Глубоко демократическое по форме и содержанию, насыщенное социальным протестом, проникнутое глубоким пониманием социально-униженного, оскорбленного человека и глубоким к нему сочувствием, творчество Достоевского несло в себе сильный заряд общественно-прогрессивной энергии. Недаром радикальная критика 40-х и 60-х гг. в лице Белинского, Добролюбова, Писарева встречала произведения Достоевского с горячим сочувствием как сильного союзника в борьбе с социальным неравенством и угнетением. «Честь и слава молодому поэту, муза которого любит людей на чердаках и в подвалах», восклицал Белинский в статье о «Бедных людях». И Добролюбов высоко ставил Достоевского именно за то, что он «со всей энергией и свежестью молодого таланта принялся за анализ поразивших его аномалий нашей бедной действительности и в этом анализе выразил свой высокогуманный идеал». Но в том социальном демократизме, которым проникнуто творчество Достоевского, рядом с высоко прогрессивными моментами уживались и моменты реакционные. Мир униженных и оскорбленных, говоривший устами Достоевского, горел огнем раздражения и разрушения, выполняя этим несомненно революционную роль. Но за этим разрушительным раздражением униженных и оскорбленных не крылось творческой силы. Разрушающий дух падающего мещанства не был духом созидающим. И это в значительной мере обеспложивало революционный пафос, так как бесплодный протест естественно разрешался прострацией и смирением. Пафос социального возмущения превращался в свою антитезу — в пафос социальной покорности, революционное возбуждение сменялось реакционной инерцией. Реакционная струна натянута в творчестве Достоевского до такого же крайнего напряжения, как и революционная, и производит впечатление болезненного надрывного диссонанса. Эта двуликость и противоречивость творчества Достоевского и была причиной двойственной оценки его критиками. В эпохи общественного подъема радикальные критики — вроде Белинского, Добролюбова, Писарева — высоко ценили Достоевского, как своего рода революционный ток высокого напряжения, не замечая его ущербности. В эпохи же общественной депрессии, когда эта ущербность резко бросалась в глаза, когда звеневшая в творчестве Достоевского реакционная струна звучала особенно громко на фоне реакции, как это было напр. в 80-е гг., радикальные критики — вроде Ткачева или Михайловского — развенчивали Достоевского как катализатора революционной энергии, не замечая вечной чреватости его духом возмущения и революционного взрыва.

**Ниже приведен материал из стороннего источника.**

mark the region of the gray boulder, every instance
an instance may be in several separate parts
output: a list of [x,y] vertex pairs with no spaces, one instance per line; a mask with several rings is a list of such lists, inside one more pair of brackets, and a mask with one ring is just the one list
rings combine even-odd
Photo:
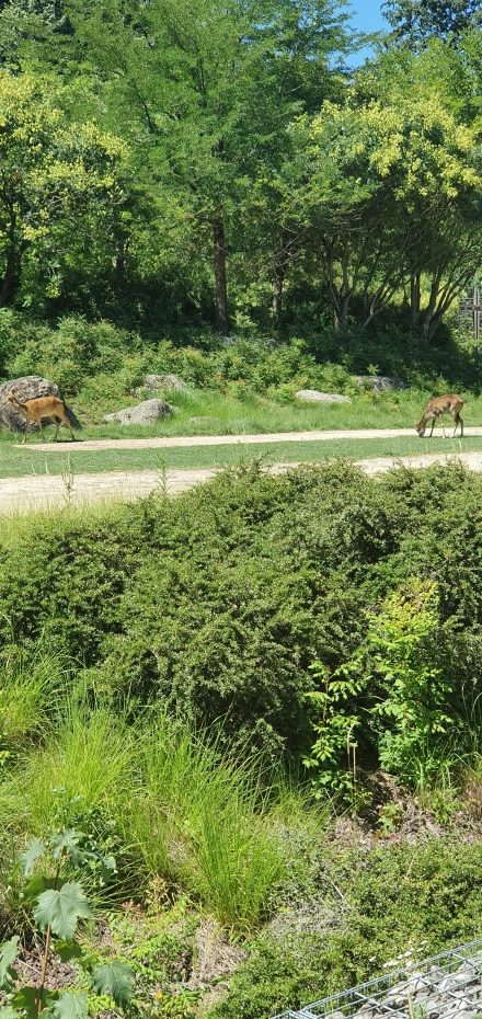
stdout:
[[[36,400],[37,397],[64,399],[58,386],[50,382],[50,379],[42,378],[41,375],[24,375],[20,379],[2,382],[0,386],[0,431],[2,432],[25,432],[25,420],[22,415],[13,407],[3,405],[3,400],[12,390],[14,390],[21,403],[24,403],[25,400]],[[79,431],[82,426],[70,407],[66,405],[66,413],[72,428]],[[48,424],[48,419],[46,419],[45,424]],[[27,432],[38,432],[34,422],[28,424]]]
[[343,397],[338,392],[319,392],[318,389],[299,389],[295,397],[303,403],[353,403],[351,397]]
[[179,392],[187,392],[187,386],[176,375],[146,375],[142,385],[133,389],[133,397],[141,397],[147,392],[153,397],[163,389],[176,389]]
[[165,400],[144,400],[136,407],[126,407],[114,414],[105,414],[104,421],[116,421],[117,424],[152,424],[169,417],[171,408]]
[[410,389],[406,382],[393,376],[388,375],[353,375],[353,381],[363,389],[371,389],[376,392],[383,392],[387,389]]

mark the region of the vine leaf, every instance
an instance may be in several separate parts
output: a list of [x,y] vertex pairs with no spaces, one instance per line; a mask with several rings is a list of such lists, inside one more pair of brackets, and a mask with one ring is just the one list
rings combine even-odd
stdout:
[[21,987],[12,997],[12,1005],[16,1009],[22,1009],[28,1016],[28,1019],[37,1019],[38,1014],[38,987]]
[[92,972],[92,986],[96,994],[108,994],[122,1008],[133,995],[134,970],[125,962],[115,960],[103,966],[95,966]]
[[56,892],[49,889],[38,896],[34,906],[35,923],[41,930],[50,925],[54,934],[62,941],[73,938],[77,920],[89,919],[92,916],[89,902],[80,884],[62,884]]
[[25,878],[28,877],[35,860],[38,860],[42,856],[45,856],[45,852],[46,848],[42,839],[33,838],[25,849],[25,852],[22,852],[22,856],[20,857],[22,873]]
[[70,991],[66,991],[51,1006],[50,1014],[54,1019],[87,1019],[87,994],[71,994]]
[[70,959],[81,959],[82,949],[77,941],[56,941],[54,950],[60,959],[60,962],[69,962]]
[[20,938],[15,935],[14,938],[10,938],[10,941],[3,941],[3,944],[0,944],[0,987],[4,987],[5,989],[8,989],[16,978],[16,972],[12,966],[12,962],[16,959],[19,941]]

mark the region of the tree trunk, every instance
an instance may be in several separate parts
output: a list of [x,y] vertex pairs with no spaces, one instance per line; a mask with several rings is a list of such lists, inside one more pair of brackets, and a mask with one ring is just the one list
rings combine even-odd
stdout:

И та и другая группа критиков были одинаково правы: каждая видела лицо, которое действительно было у Достоевского. В то же время и та и другая группа были одинаково неправы, потому что видели в нем только одно лицо, по замечая его двуликости, не умея принять и понять его во всей сложности и противоречии. Критическое осмысление Достоевского прошло полностью путь диалектического развития, всю триаду Гегеля. Тезис этого диалектического движения лежит в критике 40-х и 60-х годов, для которой Достоевский был «гуманным талантом» и фактором прогресса; антитезис — в критике 80-х гг., для которой Достоевский был «жестоким талантом» и фактором реакции. Синтез осуществляется в современной марксистской критике, которая видит в Достоевском бунтаря, тяготеющего к смирению, и смиренника, тяготеющего к бунту, революционера, тяготеющего к реакции, и реакционера, тяготеющего к революции.

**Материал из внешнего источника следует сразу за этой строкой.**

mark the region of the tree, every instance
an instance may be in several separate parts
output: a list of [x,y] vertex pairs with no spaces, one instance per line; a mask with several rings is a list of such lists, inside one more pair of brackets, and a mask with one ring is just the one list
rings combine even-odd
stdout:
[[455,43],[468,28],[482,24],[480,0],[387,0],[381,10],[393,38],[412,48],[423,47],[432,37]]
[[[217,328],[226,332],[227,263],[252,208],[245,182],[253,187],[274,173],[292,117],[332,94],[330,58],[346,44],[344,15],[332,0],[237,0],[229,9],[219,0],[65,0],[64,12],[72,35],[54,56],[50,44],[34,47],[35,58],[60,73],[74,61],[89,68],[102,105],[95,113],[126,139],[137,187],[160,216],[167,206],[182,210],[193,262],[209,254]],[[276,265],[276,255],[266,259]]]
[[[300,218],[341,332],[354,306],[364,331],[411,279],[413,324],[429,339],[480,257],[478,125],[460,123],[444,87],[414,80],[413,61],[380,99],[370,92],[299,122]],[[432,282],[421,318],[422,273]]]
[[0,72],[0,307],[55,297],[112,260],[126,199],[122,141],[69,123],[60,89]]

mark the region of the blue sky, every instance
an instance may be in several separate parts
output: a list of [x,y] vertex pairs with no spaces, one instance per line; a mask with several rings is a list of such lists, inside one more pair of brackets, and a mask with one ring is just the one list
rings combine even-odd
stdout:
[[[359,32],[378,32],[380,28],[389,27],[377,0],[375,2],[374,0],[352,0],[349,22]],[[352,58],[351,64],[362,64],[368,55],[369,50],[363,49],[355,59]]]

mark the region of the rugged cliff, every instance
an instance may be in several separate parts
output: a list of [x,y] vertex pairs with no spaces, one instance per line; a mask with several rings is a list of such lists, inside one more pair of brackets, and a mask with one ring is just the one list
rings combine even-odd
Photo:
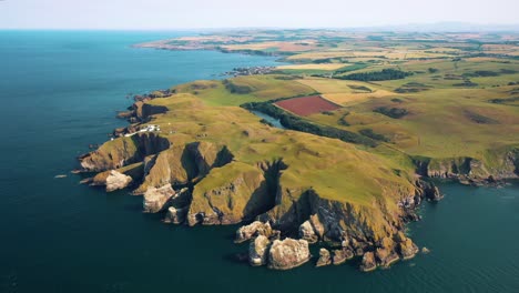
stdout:
[[320,265],[357,255],[364,271],[388,266],[417,253],[405,224],[419,219],[424,199],[441,198],[424,178],[489,181],[518,172],[517,146],[481,159],[409,156],[384,144],[278,130],[244,109],[212,103],[187,93],[139,101],[131,117],[140,122],[80,164],[108,191],[134,186],[144,211],[164,213],[169,223],[258,221],[237,239],[251,241],[253,265],[294,267],[311,257],[308,243],[332,243]]

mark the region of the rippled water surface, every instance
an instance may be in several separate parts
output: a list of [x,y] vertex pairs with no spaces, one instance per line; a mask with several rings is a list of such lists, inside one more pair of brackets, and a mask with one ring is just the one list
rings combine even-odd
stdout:
[[[0,32],[0,292],[519,292],[519,189],[442,184],[410,225],[430,249],[365,274],[355,261],[288,272],[232,260],[234,226],[171,226],[141,199],[79,185],[90,143],[143,93],[274,59],[130,44],[181,32]],[[68,174],[54,179],[58,174]]]

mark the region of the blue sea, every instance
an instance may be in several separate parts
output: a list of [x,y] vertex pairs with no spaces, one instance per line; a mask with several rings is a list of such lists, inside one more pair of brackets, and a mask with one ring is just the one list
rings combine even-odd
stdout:
[[125,124],[129,94],[276,63],[131,47],[193,33],[0,31],[0,292],[519,292],[517,184],[441,184],[409,225],[430,253],[373,273],[250,267],[236,226],[167,225],[138,196],[80,185],[75,158]]

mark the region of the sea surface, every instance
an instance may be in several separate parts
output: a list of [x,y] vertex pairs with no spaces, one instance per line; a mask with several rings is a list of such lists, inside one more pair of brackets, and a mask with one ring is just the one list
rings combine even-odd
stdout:
[[518,185],[441,184],[409,225],[430,253],[373,273],[250,267],[236,226],[166,225],[138,196],[80,185],[75,156],[125,124],[129,93],[275,63],[130,47],[193,33],[0,31],[0,292],[519,292]]

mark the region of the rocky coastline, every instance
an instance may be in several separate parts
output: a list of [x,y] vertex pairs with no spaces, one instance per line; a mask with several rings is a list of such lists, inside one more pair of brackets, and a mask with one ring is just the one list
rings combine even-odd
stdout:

Гениально сказанное Достоевским новое, «не помещичье слово» имело большой резонанс в русской литературе. К концу XIX века оно превратилось в огромный многоголосый хор, который заглушает слабеющие голоса помещичьей литературы. Кроме многочисленных подголосков, слабо вторивших Достоевскому, вроде Альбова или Баранцевича, в этом хоре выступают сильные голоса особого тембра, как А. Белого, Сологуба, Андреева, Ремизова и мн. др., в исполнении которых основная мелодия получает новую окраску, звучит свежими, сильными, оригинальными модуляциями. Достоевский для новой русской литературы — основоположная фигура. Он занимает в ней то же центральное место, какое занимал Пушкин в литературе дворянского периода. Все писатели дворянского периода в большей или меньшей степени сродни Пушкину; все писатели буржуазного периода русской литературы в большей или меньшей степени сродни Достоевскому.